Der Fahrer hat wunderschöne braune Locken, die mich an Albans erinnern. Ich merke, dass er auch Survivor's Guilt von Dave hört. Was für ein Zufall, wir sind sogar an der gleichen Songline.
Er hat kein einziges Mal in meine Richtung geschaut. Komisch. Mh, na ja. Die Ampel schaltet auf grün, und ich fahre los. Während ich den Weg zum Hotel fahre, sehe ich oft, wie genau dieses Auto auch den Weg fährt. Mh, wahrscheinlich muss er auch zu diesem Hotel. Ich verschwende keinen weiteren Gedanken an ihn und plane, was ich heute machen werde.
Früher, als ich und Arzu Kinder waren, sind wir immer zum Meer gefahren. Wir sind immer die Klippe hochgelaufen und haben dort семечки gegessen, mit çay. Da war immer eine schöne weiße Bank. Ich glaube, niemand kannte diesen Ort. Wie es wohl wäre, nach all der Zeit an den Ort zurückzukehren, doch dieses Mal ohne Arzu – diesmal alleine. Mh, nach langem Überlegen bin ich zum Entschluss gekommen, gegen Sonnenuntergang dahin zu fahren, um den Sonnenuntergang zu betrachten.
Nachdem ich das Auto vor dem Hotel geparkt habe, steige ich aus und nehme meine Tasche mit. Während ich mit schnellen Schritten auf das Hotel zulaufe und die Tür aufmache, bemerke ich, dass jemand hinter mir ist. Ich halte die Tür auf für die Person.Ich hab's sowieso nicht eilig.

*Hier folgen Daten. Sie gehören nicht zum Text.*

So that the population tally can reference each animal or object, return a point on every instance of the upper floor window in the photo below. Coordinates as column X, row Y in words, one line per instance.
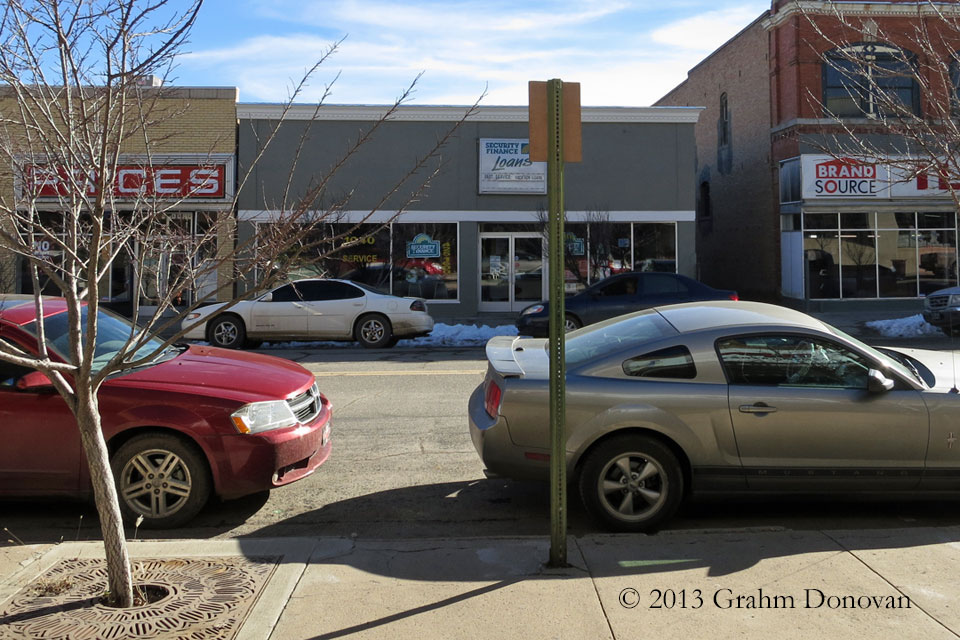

„Sağol", bedankt sich die Person mit einem süßen Akzent. Ich glaube, er ist Albaner, so haben Arian und Alban auch damals geklungen, als sie Aserbaidschanisch gesprochen haben. Süß, denke ich mir innerlich.
In meinem Zimmer angekommen, ziehe ich mich um: eine bequeme Shorts und ein lockeres T-Shirt. Mein schwarzer Abaya und mein schwarzes Kopftuch falte ich schön und lege es auf meinen Tisch. Ich checke noch meine Nachrichten ab und schlafe dann ein.
Langsam öffne ich meine Augen. Ich gucke auf die Uhrzeit und sehe, dass in einer Stunde der Sonnenuntergang sein wird. Ufff, wie lang habe ich bitte geschlafen? Schnell ziehe ich mir eine schwarze Jogginghose und einen weißen, kuschligen Oversize-Pullover an, meine Dunks dazu, und flechte meine Haare. Einn bisschen Concealer, Mascara und Puder, und schon befinde ich mich im Auto auf dem Weg zur Klippe.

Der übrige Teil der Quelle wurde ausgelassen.